Background: The global incidence of skin cancers, particularly melanoma, the deadliest among them, has risen in recent decades. Artificial Intelligence (AI) has yielded remarkable results across diverse domains including healthcare. However, most AI models for skin cancer prediction primarily focus on a single data type or modality, such as images. Emerging research highlights the potential of multimodal approaches to enhance predictive performance and interpretability in clinical tasks.

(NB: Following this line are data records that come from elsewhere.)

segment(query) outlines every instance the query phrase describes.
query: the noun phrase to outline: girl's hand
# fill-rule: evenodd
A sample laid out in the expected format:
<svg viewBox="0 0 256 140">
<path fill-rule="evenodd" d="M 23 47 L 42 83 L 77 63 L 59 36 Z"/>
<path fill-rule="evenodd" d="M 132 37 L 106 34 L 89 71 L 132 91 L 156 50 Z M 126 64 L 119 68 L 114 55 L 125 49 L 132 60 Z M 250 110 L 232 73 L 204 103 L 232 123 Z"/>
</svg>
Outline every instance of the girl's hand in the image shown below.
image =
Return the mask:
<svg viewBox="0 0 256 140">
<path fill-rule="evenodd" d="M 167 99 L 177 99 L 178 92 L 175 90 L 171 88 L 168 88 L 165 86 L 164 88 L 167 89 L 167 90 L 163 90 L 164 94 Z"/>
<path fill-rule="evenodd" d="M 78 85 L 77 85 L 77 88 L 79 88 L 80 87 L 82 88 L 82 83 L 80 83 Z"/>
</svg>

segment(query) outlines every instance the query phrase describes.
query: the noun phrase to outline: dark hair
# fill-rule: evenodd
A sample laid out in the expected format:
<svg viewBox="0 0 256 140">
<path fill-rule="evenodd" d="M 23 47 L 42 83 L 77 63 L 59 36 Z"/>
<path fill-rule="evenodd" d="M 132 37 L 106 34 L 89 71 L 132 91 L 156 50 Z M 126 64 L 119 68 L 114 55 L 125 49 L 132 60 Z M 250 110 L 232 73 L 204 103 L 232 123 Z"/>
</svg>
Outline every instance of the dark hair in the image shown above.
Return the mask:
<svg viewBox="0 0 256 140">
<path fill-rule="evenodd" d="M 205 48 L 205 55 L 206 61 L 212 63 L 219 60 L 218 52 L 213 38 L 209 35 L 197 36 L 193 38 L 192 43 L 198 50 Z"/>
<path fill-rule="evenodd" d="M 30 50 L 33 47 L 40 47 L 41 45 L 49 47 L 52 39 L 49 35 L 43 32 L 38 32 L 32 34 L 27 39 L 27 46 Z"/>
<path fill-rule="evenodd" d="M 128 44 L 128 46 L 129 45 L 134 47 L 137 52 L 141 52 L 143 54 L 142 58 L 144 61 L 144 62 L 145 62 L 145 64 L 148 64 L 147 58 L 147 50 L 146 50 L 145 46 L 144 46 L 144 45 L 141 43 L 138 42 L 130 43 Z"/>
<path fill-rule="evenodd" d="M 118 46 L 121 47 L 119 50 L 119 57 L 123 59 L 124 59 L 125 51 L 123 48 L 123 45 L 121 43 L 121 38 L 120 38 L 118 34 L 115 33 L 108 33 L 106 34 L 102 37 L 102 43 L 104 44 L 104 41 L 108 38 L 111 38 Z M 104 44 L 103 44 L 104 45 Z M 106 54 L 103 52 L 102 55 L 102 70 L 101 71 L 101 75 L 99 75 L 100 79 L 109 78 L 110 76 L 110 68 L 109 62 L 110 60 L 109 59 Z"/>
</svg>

Methods: In this work, the effectiveness of multimodal fusion methods —including early and late fusion— for the detection of melanoma is assessed. Three public skin image datasets (ISIC, PH2, and Derm7pt) were considered, and two types of modalities were used, including dermoscopy images and tabular data comprising metadata, image features, and image embeddings. This study employed AI-based image classification and extended feature extraction to capture the color and texture characteristics of skin lesions, aiming to discover factors related to melanoma.
Results: Experimental findings reveal that the proposed multimodal fusion methods outperform single-modality models. Early fusion methods achieve the highest classification results, with an overall AUCROC of 0.873, 0.963, and 0.857 for ISIC, PH2, and Derm7pt, respectively. Compared with models trained with single-modality data, fusion approaches exhibited notable improvements of 6.67% (ISIC), 8.27% (Derm7pt), and 7% (PH2) in AUCROC. Two post-hoc techniques were used for detecting salient regions in dermoscopy images and identifying the most relevant image features for melanoma diagnosis.
Conclusions: These results hold promise for early skin lesion detection, contributing valuable support to dermatologists in their daily practice.